Apprentice in Death (In Death #43)(31)



“Sex is always a good one.”

“Nothing to indicate he had any serious partners there. All that holds, as far as we know, for Wyman. So, we keep looking.”

“Yeah, I’m hitting the same, on Wyman. Just no gain to killing her. Nobody disliked her, knew of anyone who did, or hit on her hard enough to have a thing.”

“Well, somebody had something on her or Michaelson.”

Once again Eve went to the door to answer the knock, and let in Lowenbaum.

He walked in, black coat wet with sleet, pulled off his ski cap.

“I meant it about the horses.” Contemplatively chewing his gum, he scanned the room. He carted in a large, locked case. “The guy at the desk went white as a sheet when he saw this.” Setting the case on one of the beds, Lowenbaum tapped it. “After I badged him, he told me the man who was in this room had one just like it.”

Fucking bingo, Eve thought again. “I don’t know the horses, but maybe I’ll lay some on tonight’s Knicks game.”

“Your man bought the Celtics, didn’t he?”

“Yeah.”

“Chill.” Still scanning, Lowenbaum unlocked the case. “Decent room, decent place. He could’ve gotten a flop a lot cheaper, done the job. Longer odds us nailing that location.”

“He wasn’t alone.”

Now Lowenbaum looked up. “Is that so?”

“Younger—undetermined gender. Desk guy thought teenager, but we can’t narrow it there yet.”

“Changes things.”

Eve stepped closer as Lowenbaum opened the case and began, with quick, practiced efficiency, to assemble the weapon.

“How much would that weigh? Case included.”

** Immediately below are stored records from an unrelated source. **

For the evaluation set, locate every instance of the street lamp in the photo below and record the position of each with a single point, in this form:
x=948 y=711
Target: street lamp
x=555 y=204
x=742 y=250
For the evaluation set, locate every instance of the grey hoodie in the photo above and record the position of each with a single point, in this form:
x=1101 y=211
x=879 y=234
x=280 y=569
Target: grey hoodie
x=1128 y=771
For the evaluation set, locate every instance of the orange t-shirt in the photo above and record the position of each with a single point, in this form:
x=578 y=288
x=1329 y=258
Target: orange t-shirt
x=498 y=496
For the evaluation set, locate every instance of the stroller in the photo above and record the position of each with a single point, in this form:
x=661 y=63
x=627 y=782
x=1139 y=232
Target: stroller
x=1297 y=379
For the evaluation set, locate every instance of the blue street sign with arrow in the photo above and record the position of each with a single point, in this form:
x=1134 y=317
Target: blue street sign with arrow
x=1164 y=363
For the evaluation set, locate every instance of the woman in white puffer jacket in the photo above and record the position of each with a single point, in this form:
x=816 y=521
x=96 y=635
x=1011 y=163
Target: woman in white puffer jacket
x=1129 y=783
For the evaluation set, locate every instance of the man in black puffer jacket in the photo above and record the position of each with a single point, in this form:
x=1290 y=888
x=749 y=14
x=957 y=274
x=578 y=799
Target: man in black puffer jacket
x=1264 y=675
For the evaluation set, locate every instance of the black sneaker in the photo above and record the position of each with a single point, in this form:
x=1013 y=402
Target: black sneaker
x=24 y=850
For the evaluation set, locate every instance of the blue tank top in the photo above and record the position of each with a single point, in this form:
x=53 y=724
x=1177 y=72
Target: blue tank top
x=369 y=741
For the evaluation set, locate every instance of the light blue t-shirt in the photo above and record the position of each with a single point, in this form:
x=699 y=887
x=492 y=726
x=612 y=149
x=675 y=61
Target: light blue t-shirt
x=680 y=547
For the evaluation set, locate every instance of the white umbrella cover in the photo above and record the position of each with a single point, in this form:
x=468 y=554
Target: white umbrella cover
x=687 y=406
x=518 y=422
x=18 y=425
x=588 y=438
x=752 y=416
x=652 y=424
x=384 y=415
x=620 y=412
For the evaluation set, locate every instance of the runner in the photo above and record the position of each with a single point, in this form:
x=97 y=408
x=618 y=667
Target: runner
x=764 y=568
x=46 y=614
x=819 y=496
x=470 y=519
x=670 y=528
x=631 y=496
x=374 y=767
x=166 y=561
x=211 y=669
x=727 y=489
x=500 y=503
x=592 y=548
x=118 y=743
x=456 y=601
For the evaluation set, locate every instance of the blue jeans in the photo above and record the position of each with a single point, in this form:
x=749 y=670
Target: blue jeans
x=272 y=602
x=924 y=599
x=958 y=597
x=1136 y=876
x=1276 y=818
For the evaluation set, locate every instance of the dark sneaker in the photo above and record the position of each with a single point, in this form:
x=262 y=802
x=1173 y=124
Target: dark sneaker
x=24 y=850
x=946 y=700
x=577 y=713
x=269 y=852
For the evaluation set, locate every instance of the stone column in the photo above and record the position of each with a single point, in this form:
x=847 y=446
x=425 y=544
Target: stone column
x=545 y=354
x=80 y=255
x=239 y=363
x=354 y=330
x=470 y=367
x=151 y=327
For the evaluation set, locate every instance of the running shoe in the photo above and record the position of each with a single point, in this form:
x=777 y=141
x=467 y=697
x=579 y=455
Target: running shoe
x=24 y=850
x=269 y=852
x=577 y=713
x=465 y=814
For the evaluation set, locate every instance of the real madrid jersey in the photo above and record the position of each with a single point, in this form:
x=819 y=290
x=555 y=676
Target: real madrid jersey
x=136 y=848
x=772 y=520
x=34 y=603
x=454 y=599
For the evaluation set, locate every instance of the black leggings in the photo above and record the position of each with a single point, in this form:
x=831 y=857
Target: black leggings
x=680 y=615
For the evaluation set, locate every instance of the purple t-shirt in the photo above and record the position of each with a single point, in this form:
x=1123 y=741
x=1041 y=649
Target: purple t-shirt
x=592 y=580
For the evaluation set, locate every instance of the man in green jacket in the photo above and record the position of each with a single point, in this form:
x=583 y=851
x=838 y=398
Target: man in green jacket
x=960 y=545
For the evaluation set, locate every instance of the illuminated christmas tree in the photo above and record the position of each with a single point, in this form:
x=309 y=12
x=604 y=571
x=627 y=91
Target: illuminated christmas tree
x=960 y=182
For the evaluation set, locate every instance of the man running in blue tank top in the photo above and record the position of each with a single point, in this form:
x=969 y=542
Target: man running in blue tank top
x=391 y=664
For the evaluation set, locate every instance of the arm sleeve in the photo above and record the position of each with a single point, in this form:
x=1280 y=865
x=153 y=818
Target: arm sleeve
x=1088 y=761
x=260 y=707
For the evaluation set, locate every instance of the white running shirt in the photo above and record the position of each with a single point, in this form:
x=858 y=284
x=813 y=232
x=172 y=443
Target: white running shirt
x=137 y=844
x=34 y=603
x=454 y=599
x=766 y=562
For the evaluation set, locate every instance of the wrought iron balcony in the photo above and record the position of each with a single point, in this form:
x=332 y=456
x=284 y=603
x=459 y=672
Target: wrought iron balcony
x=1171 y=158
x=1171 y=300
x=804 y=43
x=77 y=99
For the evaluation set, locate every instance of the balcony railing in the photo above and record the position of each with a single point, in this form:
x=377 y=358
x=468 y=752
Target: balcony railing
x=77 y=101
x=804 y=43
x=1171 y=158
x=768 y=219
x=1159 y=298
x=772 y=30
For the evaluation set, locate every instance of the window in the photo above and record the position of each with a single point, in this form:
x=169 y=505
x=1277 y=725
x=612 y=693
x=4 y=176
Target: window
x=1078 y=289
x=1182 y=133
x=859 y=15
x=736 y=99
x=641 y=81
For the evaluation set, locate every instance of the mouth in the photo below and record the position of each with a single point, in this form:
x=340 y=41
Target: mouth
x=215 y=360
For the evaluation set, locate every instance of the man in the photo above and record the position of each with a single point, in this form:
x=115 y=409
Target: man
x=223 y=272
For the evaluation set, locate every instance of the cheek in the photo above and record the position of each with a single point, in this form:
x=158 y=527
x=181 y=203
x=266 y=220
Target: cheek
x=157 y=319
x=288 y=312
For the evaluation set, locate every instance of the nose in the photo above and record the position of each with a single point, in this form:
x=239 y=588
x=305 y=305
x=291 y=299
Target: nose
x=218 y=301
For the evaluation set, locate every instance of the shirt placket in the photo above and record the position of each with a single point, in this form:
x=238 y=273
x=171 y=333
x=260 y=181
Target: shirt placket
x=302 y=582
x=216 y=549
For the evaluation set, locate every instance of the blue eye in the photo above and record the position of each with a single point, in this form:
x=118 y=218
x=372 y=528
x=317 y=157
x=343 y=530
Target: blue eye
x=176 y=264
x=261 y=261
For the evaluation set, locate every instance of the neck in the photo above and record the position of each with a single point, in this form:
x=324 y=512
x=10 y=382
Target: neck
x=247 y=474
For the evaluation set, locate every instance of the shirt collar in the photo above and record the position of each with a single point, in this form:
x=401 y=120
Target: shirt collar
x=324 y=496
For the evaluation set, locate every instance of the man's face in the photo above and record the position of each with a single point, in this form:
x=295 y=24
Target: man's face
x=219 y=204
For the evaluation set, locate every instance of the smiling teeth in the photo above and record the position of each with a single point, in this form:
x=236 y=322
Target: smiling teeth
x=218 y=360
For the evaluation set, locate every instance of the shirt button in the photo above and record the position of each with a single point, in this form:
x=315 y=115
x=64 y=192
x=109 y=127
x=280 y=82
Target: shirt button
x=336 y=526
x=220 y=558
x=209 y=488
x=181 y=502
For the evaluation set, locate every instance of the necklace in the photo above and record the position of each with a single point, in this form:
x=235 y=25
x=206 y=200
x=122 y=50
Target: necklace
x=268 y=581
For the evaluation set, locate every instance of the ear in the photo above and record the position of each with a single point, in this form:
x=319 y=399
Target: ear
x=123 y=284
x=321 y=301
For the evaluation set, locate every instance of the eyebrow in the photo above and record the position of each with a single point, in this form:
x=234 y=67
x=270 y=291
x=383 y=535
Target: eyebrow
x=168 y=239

“A solid fifteen, with the extra batteries.” He took out the bipod, tapped a button, telescoped it out.

“First window right of the bed,” Eve told him. “The housekeeper saw the depressions left in the carpet from the bipod, and from a chair.”

“You’re shitting me now.”

“Truth. They’re observant here at Manhattan East. And the window opens, about five inches from the bottom.”

“Handy.” After setting the bipod in front of the window, Lowenbaum retrieved the rifle, secured it. “Thanks,” he said when Peabody brought over a chair.

He sat, looked through the scope, made some adjustments, walked the chair over a half inch. “Pick ’em off like flies,” he murmured.

“You could make the strikes from here?”

“Yeah, I could. I’ve got another two on my squad I’d count on to make it, and another three who’d at least wing the targets from here.”

“Moving targets,” Eve reminded him.

“I could, the two on my squad could. Moving targets, let’s give the other three a fifty-fifty at this range. Take a look.” He got up from the chair; Eve took his place.

The scope made her field glasses feel like a toy. She studied the empty rink, the barricades, made her own adjustments to widen the field, and watched gawkers taking photos of the rink.

She put a woman with a blue pom-pom cap and scarf in the crosshairs.

Powerful, she thought again.

“Makes me feel I could make the strike, but that’s not factoring in wind, temps, and all that other crap. Could the younger guy have been here to do those calculations?”

“You have a weapon like this, and you have the skill, you do your own. It’s almost innate. And it’s . . . you’ve got to say intimate. You and the weapon, I mean. You and the target, that’s not.”

Nodding, Eve rose. “You’d verify this is the location?”

“I would, but why not use the toys we’ve got to lock it down.”

He sat again, took out his PPC. “I can plug in this location—the exact position of the weapon, the exact position of the targets, and do a reverse calculation.”

“You can?”

“I can now because on my way in I had a conversation with Roarke about doing that using this new program. I figured, why the hell not ask the guy who came up with the program—more advanced than we’ve been using—and give it a try?”

“I should’ve thought of that.”

“Then you wouldn’t need me. Give me a sec.”

While she waited, Eve jerked a thumb at the door for Peabody to answer. “If that’s the sweepers, tell them we’ll be ready for them in a minute. Have them hold.”

“Another sec,” Lowenbaum told her. “It’s a lot of tech for me. Your genius was heading into a meeting—maybe he’ll buy the Mets—or I’d tag him again, see if he could do it by remote. But I think I can . . . Okay, okay, there it goes. And we have a ninety-five-point-six probability on this location.”

He handed Eve his PPC so she could see the results.

“That’ll be handy in court when we bag the bastards.” He took the PPC back, put it away. “My work is done here. I’d like to see these assholes. You’re going to shoot me the security feed?”

“No cams in the place.”

“And the lucky streak dies.”

“But I’ve got a solid description, and Yancy’s coming in to do sketches.”

“And rides again. Give me the basics,” he said as he began to disassemble the weapon as efficiently as he’d assembled it.